Chemical characterization of phage
Effect of Chloroform (10%) on phage
The treatment of phage with 10% chloroform completely inactivated it within 15 minutes at 37°C (Table 5, fig 5). McDuff et al (1961) had reported that there was 99% inactivation of phage by 10% chloroform within 5 minutes. Pandey et al (2013) had also reported the complete inactivation within 5 minutes of exposure of phage to 10% chloroform.
Effect of SDS on phage
The effect of sodium dodecyl sulphate (SDS) treatment on activity of phage was studied. It was found that both 1% and 0.1% concentrations of SDS completely inactivated the phage within 15 minutes at 37°C (Table 6, fig6). Pandey et al (2013) had also reported complete inactivation of phage within 15 minutes of SDS treatment.

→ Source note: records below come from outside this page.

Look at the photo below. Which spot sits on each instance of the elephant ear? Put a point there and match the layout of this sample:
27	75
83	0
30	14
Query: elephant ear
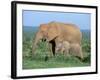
53	31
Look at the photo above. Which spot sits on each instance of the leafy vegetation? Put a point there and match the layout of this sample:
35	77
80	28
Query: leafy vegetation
42	53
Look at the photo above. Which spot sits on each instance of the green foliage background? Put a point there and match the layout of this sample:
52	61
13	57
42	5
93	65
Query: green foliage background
38	60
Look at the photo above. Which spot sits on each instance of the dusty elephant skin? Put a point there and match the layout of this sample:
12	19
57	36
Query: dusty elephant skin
54	32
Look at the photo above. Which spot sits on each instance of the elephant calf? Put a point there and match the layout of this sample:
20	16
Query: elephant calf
69	48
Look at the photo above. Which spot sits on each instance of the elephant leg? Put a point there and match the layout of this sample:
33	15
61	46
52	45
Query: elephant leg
50	49
53	47
79	52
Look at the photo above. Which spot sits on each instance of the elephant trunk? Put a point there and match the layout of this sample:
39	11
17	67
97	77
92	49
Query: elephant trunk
35	42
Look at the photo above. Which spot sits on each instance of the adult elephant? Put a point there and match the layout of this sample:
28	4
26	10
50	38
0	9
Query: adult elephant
54	32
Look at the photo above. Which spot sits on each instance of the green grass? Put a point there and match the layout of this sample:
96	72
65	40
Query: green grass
38	60
54	62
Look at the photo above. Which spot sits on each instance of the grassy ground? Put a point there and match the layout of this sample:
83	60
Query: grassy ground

Effect of enzymes on phage activity
Effect of lysozyme
Lysozyme at a concentration of 20 mg/ml completely inactivated the phage within one hour (Table 7, fig 7). Pandey et al (2013) had also reported complete inactivation of their phage within 1 hour with lysozyme treatment.
Effect of RNase on phage
No detectable change was found on treatment of phage with RNase for 120 minutes (Table 8, fig 8). Morris et al (1973) had also reported no detectable effect on phage titre after RNase treatment for 90 min. Pandey et al (2013) had reported that phage remains almost stable up to 3 hours after treatment with RNase.